# File Processor
1. pdf 파일을 읽어서 chunking 작업을 수행
2. 저장된 chunk들에 대해 embedding 작업을 수행
3. embedding 된 내용을 vector store (opensearch)에 저장


## 0. Prerequisites

In [None]:
%load_ext autoreload
%autoreload 2
%pip install ipywidgets

### 1. PDF 처리 후 Chunking

In [None]:
from pathlib import Path

input_file = 'data/bedrock-ug.pdf'
chunk_size = 1000
start_page = 15

# Additional Parameters for Contextual Retrieval
add_contextual = True
document_size = 20000

document_name = Path(input_file).resolve().stem
document_name

#### Split Document into chunked format

In [None]:
from helpers.document_helper import DocumentHelper

chunked_document = DocumentHelper.split(full_text=DocumentHelper.load_pdf(input_file, start_page=start_page), chunk_size=chunk_size, max_document_length=document_size if add_contextual else -1)

# save result into json file
output_file = f"output/{document_name}_{chunk_size}{"_situated" if add_contextual else ""}_chunks.json"

import json
with open(output_file, 'w', encoding='utf-8') as f:
    json.dump(chunked_document, f, ensure_ascii=False, indent=2)
    print(f"Chunks saved to {output_file}")



### 2. Progress Embedding

### 2-0. Load Requirement

In [None]:
from libs.bedrock_service import BedrockService
from libs.opensearch_service import OpensearchService

from config import Config
config = Config.load()
config.__dict__


In [None]:
bedrock_service = BedrockService(config.aws.region, config.aws.profile, config.bedrock.retries, config.bedrock.embed_model_id, config.bedrock.model_id, config.model.max_tokens, config.model.temperature, config.model.top_p)
opensearch_service = OpensearchService(config.aws.region, config.aws.profile, config.opensearch.prefix, config.opensearch.domain_name, config.opensearch.document_name, config.opensearch.user, config.opensearch.password)


### 2-1. Situate Document

In [None]:
temperature = 0.0
top_p = 0.5

In [None]:
import json
import time
from tqdm.notebook import tqdm

if add_contextual:
    chunked_file = f"output/{document_name}_{chunk_size}{"_situated" if add_contextual else ""}_chunks.json"

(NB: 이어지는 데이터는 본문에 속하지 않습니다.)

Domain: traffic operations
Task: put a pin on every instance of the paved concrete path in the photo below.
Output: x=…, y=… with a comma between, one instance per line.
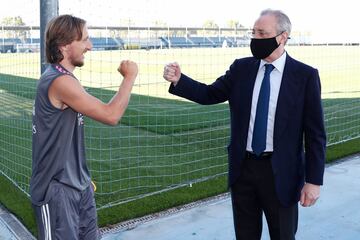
x=336, y=215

    with open(chunked_file, 'r', encoding='utf-8') as f:
        documents = json.load(f)

    total_token_usage = {"inputTokens": 0, "outputTokens": 0, "totalTokens": 0}
    documents_token_usage = {}

    sys_prompt = """
    You're an expert at providing a succinct context, targeted for specific text chunks.

    <instruction>
    - Offer 1-5 short sentences that explain what specific information this chunk provides within the document.
    - Focus on the unique content of this chunk, avoiding general statements about the overall document.
    - Clarify how this chunk's content relates to other parts of the document and its role in the document.
    - If there's essential information in the document that backs up this chunk's key points, mention the details.
    </instruction>
    """
    fail_count = 0

    for doc_index, document in tqdm(enumerate(documents), leave = False, total=len(documents)):
        if fail_count > 10:
            break
        doc_content = document['content']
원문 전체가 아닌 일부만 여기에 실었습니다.